In 2026, the focus has shifted to multi-step speculation with consistency guarantees — systems that run 2–3 rounds of speculation per verification step, further increasing the tokens-per-forward-pass ratio without breaking the lossless property. Google's internal Gemini serving stack reportedly uses a three-level cascade: a tiny (1B) model, a medium (8B) model, and the full verifier, where the medium model serves as both a verifier for the tiny model and a draft for the full verifier.

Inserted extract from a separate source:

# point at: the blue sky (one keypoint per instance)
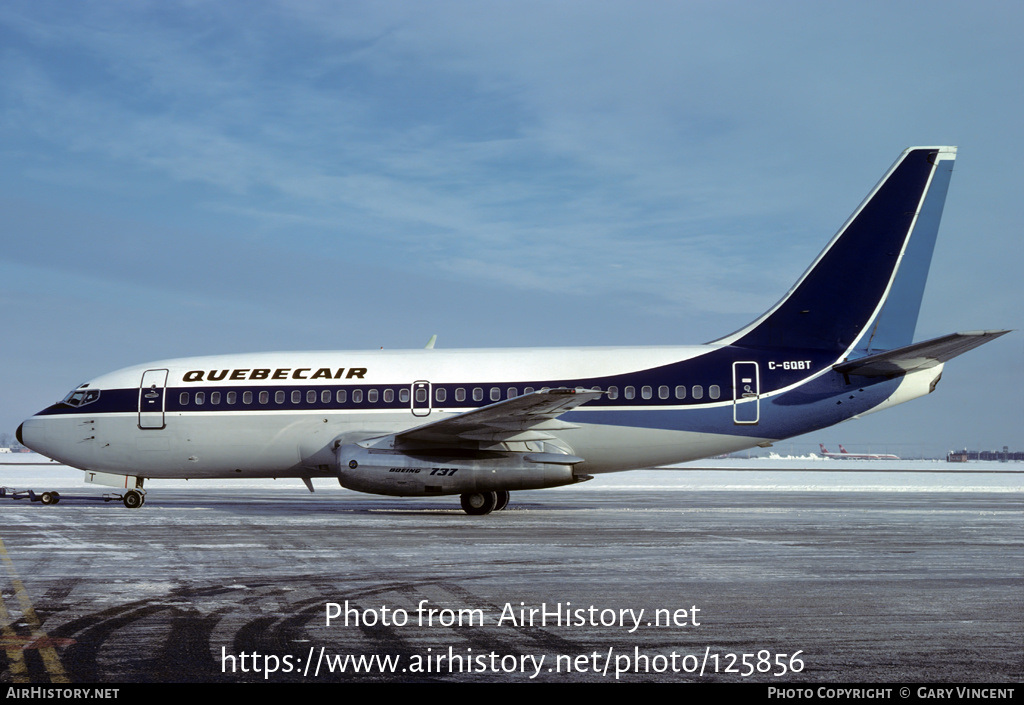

What Engineers Should Do Now

If you are building or operating LLM inference infrastructure, speculative decoding should be on your radar for any latency-sensitive workload. Concrete steps:

  • Evaluate your batch size profile first. If p95 concurrent requests per replica is below 8, speculative decoding will almost certainly help. Above 32, the gains may be marginal and memory overhead may not be worth it.
  • Use vLLM or SGLang as your starting point. Both ship production-ready speculative decoding. In vLLM, set --speculative-model and --num-speculative-tokens. Measure TAR on your actual production traffic before tuning.
  • For on-device or edge deployments, lookahead decoding is often more practical than maintaining two model files. SGLang's lookahead implementation works without any additional weights.
  • Profile domain-specific TAR. If you are serving a narrow domain (legal, medical, code), a domain-fine-tuned draft model will significantly outperform a generic one. The investment in fine-tuning a 1B–3B draft model often pays back in weeks at scale.
  • Watch the EAGLE-2 and MEDUSA-2 ecosystems. These are moving fast. If your target model is in the LLaMA or Mistral family, community-trained draft heads are already available on Hugging Face and require no training investment.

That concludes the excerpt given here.